3- The method according to claim 1, wherein step c) comprises the following steps: i. Providing one or more templates containing said target gene(s); ii. Contacting said template(s) with the oligonucleotide library synthesized in a) in conditions that allow the oligonucleotides in the library to anneal to said template(s) so as to produce a reaction mixture; iii. Carrying out a replication of said template(s) from the reaction mixture by using a DNA polymerase; iv. Eliminating the starting template(s) from the product of step iii) and thereby selecting newly synthesized DNA strands; and, optionally, v Transforming an organism with the DNA mixture obtained in step iv).

4- The method according to claim 1, wherein the template is a circular nucleic acid, preferably a plasmid.

5- The method according to claim 1, wherein the template contains elements enabling the expression of said target gene(s).

6- The method according to claim 1, wherein the oligonucleotides of said library synthesized on the solid support are coupled to said solid support via a cleavable spacer molecule and wherein said oligonucleotides are placed in solution by subjecting the oligonucleotides coupled to said solid support to conditions associated with cleavage of the spacer molecule.

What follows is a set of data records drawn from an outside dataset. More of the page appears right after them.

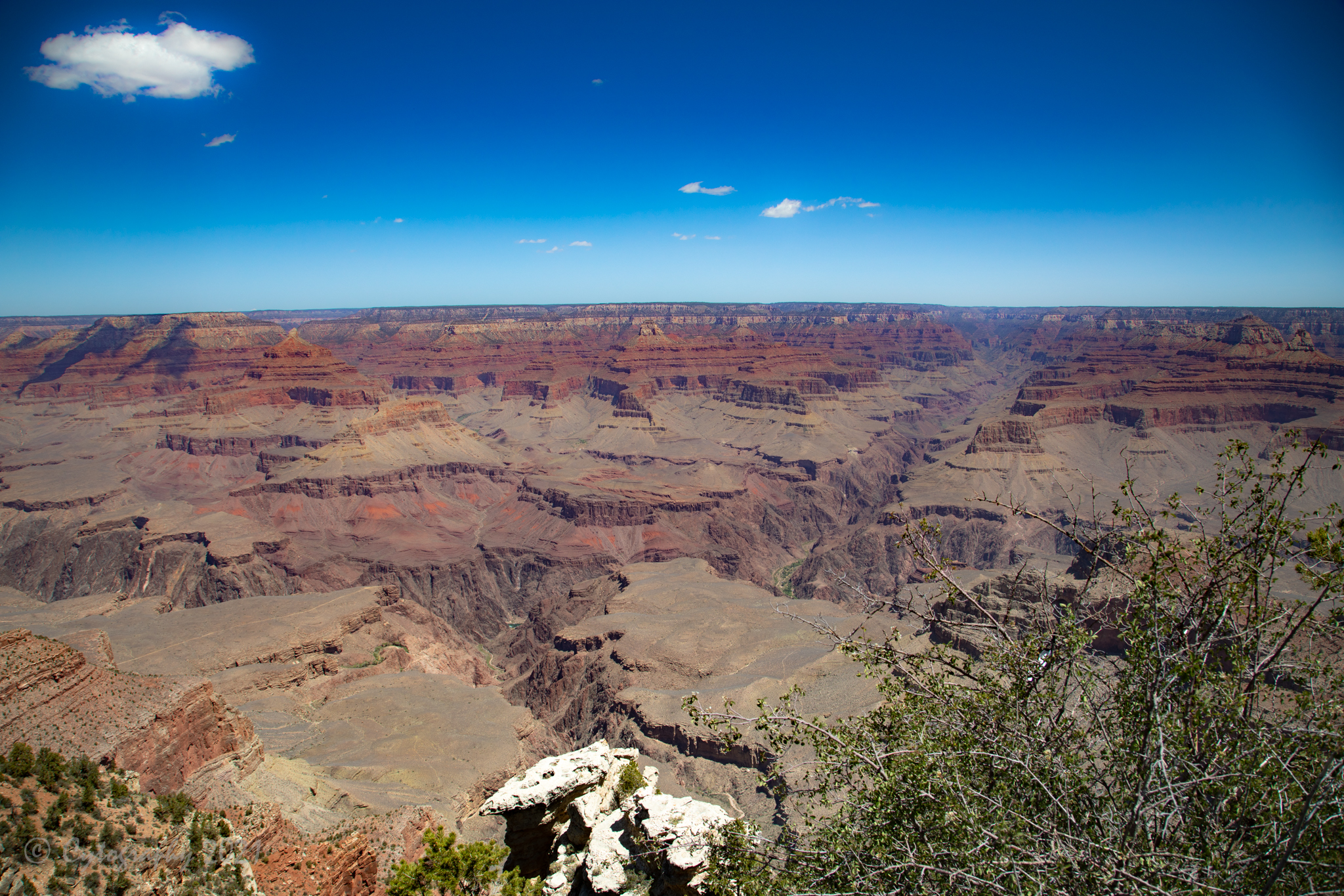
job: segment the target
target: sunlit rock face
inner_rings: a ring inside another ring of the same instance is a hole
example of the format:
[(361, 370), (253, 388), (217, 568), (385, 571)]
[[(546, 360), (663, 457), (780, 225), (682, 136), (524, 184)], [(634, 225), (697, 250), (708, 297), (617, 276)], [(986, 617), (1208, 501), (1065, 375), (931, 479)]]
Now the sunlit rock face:
[[(1035, 564), (1067, 590), (1077, 545), (1013, 508), (1191, 492), (1228, 438), (1344, 447), (1341, 334), (1321, 309), (832, 304), (0, 321), (0, 618), (105, 631), (78, 674), (208, 678), (265, 746), (238, 786), (305, 836), (403, 805), (495, 836), (488, 795), (599, 739), (769, 818), (759, 744), (722, 751), (681, 697), (876, 699), (775, 606), (919, 584), (921, 520), (968, 587)], [(215, 704), (188, 704), (195, 743)], [(616, 881), (591, 802), (552, 821)]]
[(505, 818), (507, 866), (543, 876), (548, 893), (621, 893), (636, 875), (653, 877), (655, 892), (700, 893), (710, 845), (732, 817), (659, 791), (655, 767), (630, 768), (637, 755), (598, 740), (504, 785), (481, 814)]

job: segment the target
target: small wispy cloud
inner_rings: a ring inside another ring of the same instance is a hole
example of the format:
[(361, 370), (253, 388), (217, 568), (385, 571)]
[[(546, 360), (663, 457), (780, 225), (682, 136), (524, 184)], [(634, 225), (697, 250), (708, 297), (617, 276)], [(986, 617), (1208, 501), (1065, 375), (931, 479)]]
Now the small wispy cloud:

7- The method according to claim 6, wherein said spacer molecule can be cleaved in basic medium, by reaction to light or by enzymatic reaction.

8- The method according to claim 7, wherein said spacer molecule can be cleaved in basic medium.

9- The method according to claim 8, wherein said spacer molecule is the compound represented by the formula: 6

10- The method according to claim 8, wherein said spacer molecule is the compound represented by the formula: 7

11- The method according to claim 3, in which step iv) is carried out by means of a restriction enzyme specific for methylated DNA strands, preferably belonging to the group of enzymes: DpnI, NanII, NmuDI and NmuEI.

12- The method according to claim 1, wherein the oligonucleotides synthesized in step a) are all complementary to a same target gene.

13- The method according to claim 12, wherein all the oligonucleotides complementary to a same target gene are complementary to the same strand of said target gene.

14- The method according to claim 1, wherein the oligonucleotide library synthesized in step a) contains oligonucleotides carring mutations allowing introduction of all possible substitutions at each codon of said target gene(s).

15- The method according to claim 1, wherein the oligonucleotide library synthesized in step a) contains oligonucleotides carrying mutations allowing introduction of a same amino acid, preferably an alanine, at each codon of said target gene(s).

16- The method of mutagenesis of a target protein or of several target proteins, characterized in that it comprises preparing a mutant gene expression library from a target gene coding for said protein, or from several target genes coding for said proteins, by the method for producing a mutant gene library according to claim 1, then expressing said mutant genes to produce a library of mutant proteins.